U.S. trade sanctions sought for Malaysia’s illegal timber trade
Eight environmental groups asked the Bush administration Thursday to consider trade sanctions against Malaysia, if the Southeast Asian country does not quickly curtail its illegal ramin timber trade.
In a letter to Secretary of State Colin Powell, the groups pointed out that large smuggling operations are using Malaysia to move illegally cut ramin from Indonesia to third-country manufacturers in China and Hong Kong and to consumer markets in the United States, Europe and Japan. The groups’ letter also said Malaysian government officials knowingly permit this practice.
Indonesia banned the export of ramin logs after an abundance of illegal harvests of these trees was taking place in the country’s national parks. These parks are home to rare orangutans and Sumatran tigers.
Ramin is a prized hardwood, fetching prices on the international market of up to $1,000 per cubic meter. The wood is used to make a wide range of products such as picture frames, wood blinds, pool cues, furniture, tool handles and decorative moldings.

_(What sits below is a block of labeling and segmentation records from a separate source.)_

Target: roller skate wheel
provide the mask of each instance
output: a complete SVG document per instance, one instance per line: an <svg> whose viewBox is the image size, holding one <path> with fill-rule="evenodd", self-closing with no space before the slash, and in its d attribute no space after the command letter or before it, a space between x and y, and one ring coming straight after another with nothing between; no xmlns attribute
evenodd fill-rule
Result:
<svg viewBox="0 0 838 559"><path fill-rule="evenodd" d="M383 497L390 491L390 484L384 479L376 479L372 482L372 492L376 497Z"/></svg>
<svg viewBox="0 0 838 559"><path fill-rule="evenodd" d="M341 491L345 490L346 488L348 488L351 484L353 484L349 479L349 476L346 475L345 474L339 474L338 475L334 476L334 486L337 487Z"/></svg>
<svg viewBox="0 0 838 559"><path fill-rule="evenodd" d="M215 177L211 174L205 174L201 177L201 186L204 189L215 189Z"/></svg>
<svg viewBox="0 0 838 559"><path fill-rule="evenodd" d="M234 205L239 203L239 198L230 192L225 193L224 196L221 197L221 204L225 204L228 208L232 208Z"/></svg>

As a result of overcutting, ramin was placed on the World List of Threatened Trees and is classified by the World Conservation Union as vulnerable to extinction in the wild. Malaysia’s illegal shipping Indonesian ramin also violates the Convention of International Trade in Endangered Species (CITES), of which the United States is a member.
The groups — Sierra Club, Orangutan Foundation International, Defenders of Wildlife, Earthjustice, Rainforest Action Network, Greenpeace, Environmental Investigation Agency, and Natural Resources Defense Council — said the Bush administration has the authority to impose trade sanctions under the Pelly Amendment, which penalizes countries for violations of CITES.

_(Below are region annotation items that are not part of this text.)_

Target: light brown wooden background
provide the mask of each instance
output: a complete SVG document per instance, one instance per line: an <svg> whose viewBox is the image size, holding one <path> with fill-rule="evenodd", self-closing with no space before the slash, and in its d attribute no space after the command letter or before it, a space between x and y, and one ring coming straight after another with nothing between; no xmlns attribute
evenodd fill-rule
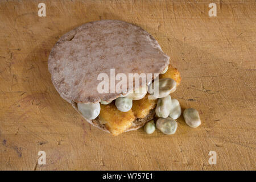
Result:
<svg viewBox="0 0 256 182"><path fill-rule="evenodd" d="M38 5L46 4L46 17ZM210 2L217 16L209 17ZM255 170L256 6L254 1L1 1L0 169ZM105 19L151 34L183 78L172 95L194 107L197 129L143 129L118 136L91 127L63 100L48 72L65 32ZM46 152L47 164L37 164ZM217 154L209 165L208 153Z"/></svg>

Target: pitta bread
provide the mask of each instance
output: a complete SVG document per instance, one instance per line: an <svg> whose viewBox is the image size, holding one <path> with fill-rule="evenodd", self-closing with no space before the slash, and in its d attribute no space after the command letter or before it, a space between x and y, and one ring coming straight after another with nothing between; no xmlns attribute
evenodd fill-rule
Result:
<svg viewBox="0 0 256 182"><path fill-rule="evenodd" d="M64 100L69 103L95 103L112 101L129 91L98 93L100 73L110 78L110 70L114 68L115 75L123 73L127 78L128 73L154 75L164 69L169 59L157 41L141 27L104 20L85 23L64 35L51 51L48 69Z"/></svg>

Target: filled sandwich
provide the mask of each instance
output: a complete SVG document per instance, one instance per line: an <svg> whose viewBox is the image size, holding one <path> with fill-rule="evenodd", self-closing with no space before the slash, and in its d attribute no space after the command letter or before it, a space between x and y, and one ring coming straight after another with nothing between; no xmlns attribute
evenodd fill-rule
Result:
<svg viewBox="0 0 256 182"><path fill-rule="evenodd" d="M176 90L180 75L169 60L142 28L104 20L64 34L48 69L60 96L87 122L118 135L152 119L158 99Z"/></svg>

The groups said the Pelly Amendment should be invoked if the Malaysian government fails to stop illegal imports, re-exports and transshipments of Indonesian ramin timber and withdraws its reservation to the ramin CITES listing.

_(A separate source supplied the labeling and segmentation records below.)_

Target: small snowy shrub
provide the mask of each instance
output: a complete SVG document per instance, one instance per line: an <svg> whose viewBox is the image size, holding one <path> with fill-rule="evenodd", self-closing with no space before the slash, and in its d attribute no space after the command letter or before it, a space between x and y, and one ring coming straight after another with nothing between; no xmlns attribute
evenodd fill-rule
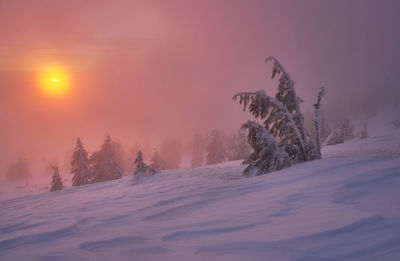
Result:
<svg viewBox="0 0 400 261"><path fill-rule="evenodd" d="M140 174L145 174L145 175L154 175L156 173L156 170L150 166L147 166L146 163L143 161L143 154L139 150L135 159L135 164L136 164L136 169L133 172L133 175L137 178L139 177Z"/></svg>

In June 2003, President Bush committed the United States to an international effort to end illegal timber trading by authorizing the so-called Initiative Against Illegal Logging.
According to a report released by the Environmental Investigation Agency (EIA) Feb. 5, most of the illegal ramin shipments are exported from Malaysia’s Johor Port. “As much as 70,000 cubic meters of banned Indonesian ramin is being smuggled to China and Hong Kong through Johor Port each year in as many as 2,000 shipping containers,” the report said.
Both the U.S. Bureau of Customs and Border Protection and Department of Agriculture have cracked down on imports of illegal ramin-based products in recent years. In 2002, U.S. Customs seized a shipment of 100,000 ramin dowels worth about $10,000 which arrived from Malaysia without a CITES permit, the EIA report said. In 2003, EIA estimated that U.S. authorities seized 120,000 pieces of ramin.
EIA president Allan Thornton told reporters in Washington Thursday that U.S. seizures of ramin, as well as those in other countries, are just the “tip of the iceberg” of the actual volume entering the global market. “Our societies are addicted to cheap wood products and must act to restrain this illegal trade,” he said.